What insider transaction did MBCN EVP/CFO Michael Ranttila report?

He reported equity compensation activity involving company common stock. On February 23, 2026, he received multiple stock grants via accelerated vesting of RSUs and PSUs and had some shares withheld to satisfy tax obligations, updating both his direct and indirect holdings.

How many MBCN shares did Michael Ranttila acquire through awards?

He acquired 3,013 shares, 2,955 shares, and 12,467 shares of Middlefield Banc common stock. These awards reflect accelerated vesting of RSUs and PSUs approved by the Middlefield Compensation Committee on February 23, 2026, at a reported price of $35.18 per share.

What does the tax-withholding transaction mean in the MBCN Form 4?

The Form 4 shows a disposition of 5,087 shares labeled as a tax-withholding transaction. This means shares were automatically withheld to pay exercise price or tax liabilities related to the vested awards, rather than being sold in an open-market transaction.

What are Michael Ranttila’s direct and indirect MBCN share holdings after the transactions?

After the reported transactions, he directly holds 32,867.1 shares of Middlefield Banc common stock.
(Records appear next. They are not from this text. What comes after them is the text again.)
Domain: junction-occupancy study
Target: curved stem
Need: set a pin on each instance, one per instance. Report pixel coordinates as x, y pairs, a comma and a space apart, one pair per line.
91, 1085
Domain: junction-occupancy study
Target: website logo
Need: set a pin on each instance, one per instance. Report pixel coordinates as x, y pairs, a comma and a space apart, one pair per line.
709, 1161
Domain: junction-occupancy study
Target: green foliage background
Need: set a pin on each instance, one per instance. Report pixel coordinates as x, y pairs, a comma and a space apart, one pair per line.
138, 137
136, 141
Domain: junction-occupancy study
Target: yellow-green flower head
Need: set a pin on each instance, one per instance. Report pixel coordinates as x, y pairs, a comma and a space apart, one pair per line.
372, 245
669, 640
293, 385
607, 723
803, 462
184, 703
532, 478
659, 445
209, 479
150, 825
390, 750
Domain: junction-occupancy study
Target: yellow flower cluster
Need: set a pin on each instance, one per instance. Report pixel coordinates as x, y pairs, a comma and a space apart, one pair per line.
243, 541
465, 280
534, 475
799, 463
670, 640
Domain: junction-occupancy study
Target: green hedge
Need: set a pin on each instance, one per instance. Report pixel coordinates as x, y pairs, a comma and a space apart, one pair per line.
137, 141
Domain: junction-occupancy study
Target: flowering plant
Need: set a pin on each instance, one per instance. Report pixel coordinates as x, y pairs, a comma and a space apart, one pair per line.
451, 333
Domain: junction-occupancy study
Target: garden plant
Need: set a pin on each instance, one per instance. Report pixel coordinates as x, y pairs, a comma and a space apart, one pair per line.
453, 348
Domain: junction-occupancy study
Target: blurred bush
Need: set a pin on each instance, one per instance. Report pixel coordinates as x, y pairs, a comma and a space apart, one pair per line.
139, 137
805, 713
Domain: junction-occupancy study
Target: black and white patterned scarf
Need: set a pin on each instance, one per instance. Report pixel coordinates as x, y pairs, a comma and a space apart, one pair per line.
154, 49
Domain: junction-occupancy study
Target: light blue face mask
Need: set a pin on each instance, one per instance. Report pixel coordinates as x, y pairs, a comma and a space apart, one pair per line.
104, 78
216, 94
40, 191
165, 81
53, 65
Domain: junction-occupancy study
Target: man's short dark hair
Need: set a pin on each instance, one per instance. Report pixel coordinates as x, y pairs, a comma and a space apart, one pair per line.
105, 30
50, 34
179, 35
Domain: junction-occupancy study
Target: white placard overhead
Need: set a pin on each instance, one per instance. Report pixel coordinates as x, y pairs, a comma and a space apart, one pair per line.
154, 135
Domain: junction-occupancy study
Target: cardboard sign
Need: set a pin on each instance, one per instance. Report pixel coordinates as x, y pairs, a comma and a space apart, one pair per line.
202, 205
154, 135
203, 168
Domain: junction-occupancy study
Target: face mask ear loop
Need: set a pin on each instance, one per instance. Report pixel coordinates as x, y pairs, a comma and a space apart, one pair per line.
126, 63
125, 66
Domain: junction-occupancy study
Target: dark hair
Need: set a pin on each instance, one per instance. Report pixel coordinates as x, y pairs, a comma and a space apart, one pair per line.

Indirectly, he reports 50 shares as custodian for a grandson and 300 shares held in an IRA, reflecting separate ownership accounts outside his primary direct holdings.

What triggered the accelerated vesting of MBCN RSUs and PSUs for the CFO?

The accelerated vesting was triggered by Middlefield’s Compensation Committee action on February 23, 2026. The committee approved full vesting of all outstanding plan share awards, including RSUs and PSUs, with prior grant terms described in earlier Form 8-K current reports.

Were Michael Ranttila’s transactions in MBCN stock open-market buys or sells?

The filing characterizes the additions as grants or awards, not open-market purchases, and the disposal as tax-withholding. Shares were acquired through accelerated vesting of RSUs and PSUs, while shares disposed were withheld to satisfy related tax obligations, not sold on the market.